> library(arules)
> library(readxl)
> library(dplyr)
The data was obtained from the Kaggle Market Basket Analysis Data The data consists of 999 rows and 17 columns. Values of the data include ‘TRUE’ and ‘FALSE’.
> data_ap = read_excel("C:/Users/acer/Downloads/Market_Basket_Optimisation.xlsx")[,2:17]
>
> head(data_ap, 10)
# A tibble: 10 × 16
Apple Bread Butter Cheese Corn Dill Eggs `Ice cream` `Kidney Beans` Milk
<lgl> <lgl> <lgl> <lgl> <lgl> <lgl> <lgl> <lgl> <lgl> <lgl>
1 FALSE TRUE FALSE FALSE TRUE TRUE FALSE TRUE FALSE FALSE
2 FALSE FALSE FALSE FALSE FALSE FALSE FALSE FALSE FALSE TRUE
3 TRUE FALSE TRUE FALSE FALSE TRUE FALSE TRUE FALSE TRUE
4 FALSE FALSE TRUE TRUE FALSE TRUE FALSE FALSE FALSE TRUE
5 TRUE TRUE FALSE FALSE FALSE FALSE FALSE FALSE FALSE FALSE
6 TRUE TRUE TRUE TRUE FALSE TRUE FALSE TRUE FALSE FALSE
7 FALSE FALSE TRUE FALSE FALSE FALSE TRUE TRUE TRUE TRUE
8 TRUE FALSE FALSE TRUE FALSE FALSE TRUE FALSE FALSE FALSE
9 TRUE FALSE FALSE FALSE TRUE TRUE TRUE TRUE FALSE TRUE
10 TRUE FALSE FALSE FALSE FALSE TRUE TRUE TRUE FALSE TRUE
# ℹ 6 more variables: Nutmeg <lgl>, Onion <lgl>, Sugar <lgl>, Unicorn <lgl>,
# Yogurt <lgl>, chocolate <lgl>
> cols_to_change = c('Apple','Bread','Butter','Cheese','Corn','Dill','Eggs', 'Ice cream','Kidney Beans','Milk','Nutmeg','Onion','Sugar','Unicorn','Yogurt','chocolate')
>
> data_apriori = data_ap %>% mutate(across(all_of(cols_to_change), ~ifelse(. == 'TRUE', 1, 0)))
>
> head(data_apriori, 10)
# A tibble: 10 × 16
Apple Bread Butter Cheese Corn Dill Eggs `Ice cream` `Kidney Beans` Milk
<dbl> <dbl> <dbl> <dbl> <dbl> <dbl> <dbl> <dbl> <dbl> <dbl>
1 0 1 0 0 1 1 0 1 0 0
2 0 0 0 0 0 0 0 0 0 1
3 1 0 1 0 0 1 0 1 0 1
4 0 0 1 1 0 1 0 0 0 1
5 1 1 0 0 0 0 0 0 0 0
6 1 1 1 1 0 1 0 1 0 0
7 0 0 1 0 0 0 1 1 1 1
8 1 0 0 1 0 0 1 0 0 0
9 1 0 0 0 1 1 1 1 0 1
10 1 0 0 0 0 1 1 1 0 1
# ℹ 6 more variables: Nutmeg <dbl>, Onion <dbl>, Sugar <dbl>, Unicorn <dbl>,
# Yogurt <dbl>, chocolate <dbl>
> trans <- as(as.matrix(data_ap), "transactions")

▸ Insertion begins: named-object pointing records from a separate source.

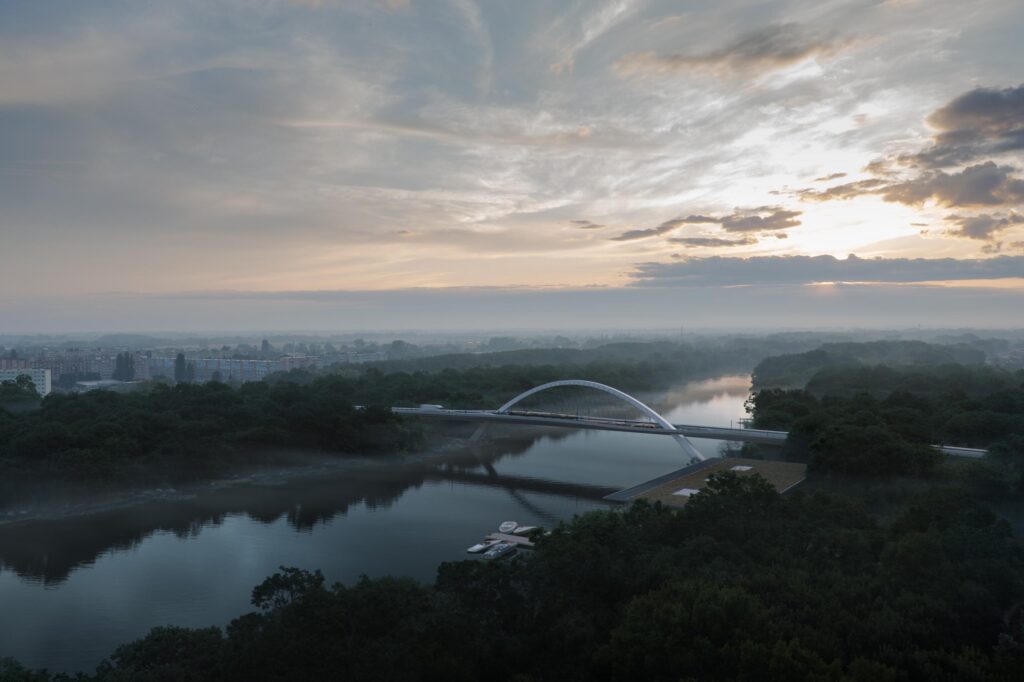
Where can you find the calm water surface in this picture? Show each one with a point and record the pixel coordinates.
(73, 590)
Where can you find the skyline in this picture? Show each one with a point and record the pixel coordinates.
(369, 160)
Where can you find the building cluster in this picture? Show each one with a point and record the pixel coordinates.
(41, 378)
(223, 369)
(83, 370)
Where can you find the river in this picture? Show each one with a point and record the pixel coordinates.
(73, 589)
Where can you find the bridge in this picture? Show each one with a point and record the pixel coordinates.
(657, 425)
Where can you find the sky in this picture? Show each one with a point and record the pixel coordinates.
(390, 164)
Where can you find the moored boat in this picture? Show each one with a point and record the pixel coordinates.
(499, 550)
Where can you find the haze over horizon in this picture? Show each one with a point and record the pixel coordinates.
(452, 164)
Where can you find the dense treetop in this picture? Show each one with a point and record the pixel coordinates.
(740, 584)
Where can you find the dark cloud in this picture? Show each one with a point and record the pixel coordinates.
(978, 123)
(983, 226)
(765, 49)
(694, 242)
(761, 219)
(982, 184)
(721, 270)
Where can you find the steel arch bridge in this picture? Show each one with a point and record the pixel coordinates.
(666, 425)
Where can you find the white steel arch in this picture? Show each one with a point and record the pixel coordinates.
(683, 441)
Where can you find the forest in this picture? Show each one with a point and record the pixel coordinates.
(193, 430)
(795, 370)
(740, 584)
(880, 420)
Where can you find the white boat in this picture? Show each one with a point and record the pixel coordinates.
(499, 550)
(480, 547)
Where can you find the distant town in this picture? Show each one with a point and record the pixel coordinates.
(123, 361)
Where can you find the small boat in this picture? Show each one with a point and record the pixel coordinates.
(499, 550)
(480, 547)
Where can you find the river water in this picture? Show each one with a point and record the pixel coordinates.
(73, 589)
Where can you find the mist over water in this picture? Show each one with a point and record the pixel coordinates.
(75, 589)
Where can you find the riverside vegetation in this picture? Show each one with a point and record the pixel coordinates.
(739, 584)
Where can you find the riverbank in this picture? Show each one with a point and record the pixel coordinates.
(35, 499)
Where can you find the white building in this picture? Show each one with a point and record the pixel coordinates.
(41, 378)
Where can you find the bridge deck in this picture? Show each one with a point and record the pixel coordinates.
(630, 426)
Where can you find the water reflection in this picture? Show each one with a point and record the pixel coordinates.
(73, 589)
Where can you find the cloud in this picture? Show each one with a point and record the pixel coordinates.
(761, 219)
(981, 122)
(664, 228)
(982, 226)
(764, 49)
(982, 184)
(764, 218)
(695, 242)
(721, 270)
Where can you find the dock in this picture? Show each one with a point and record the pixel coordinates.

In this case, we’ll be using a minimum support of 20%. Support value indicates the popularity of an itemset, quantified by the proportion of transactions in which the itemset is present. Next, the minimum confidence we’ll use is 50%. Confidence value denotes the probability of item Y being bought when item X is purchased, represented as {X -> Y}. It is determined by the ratio of transactions containing item X where item Y is also present.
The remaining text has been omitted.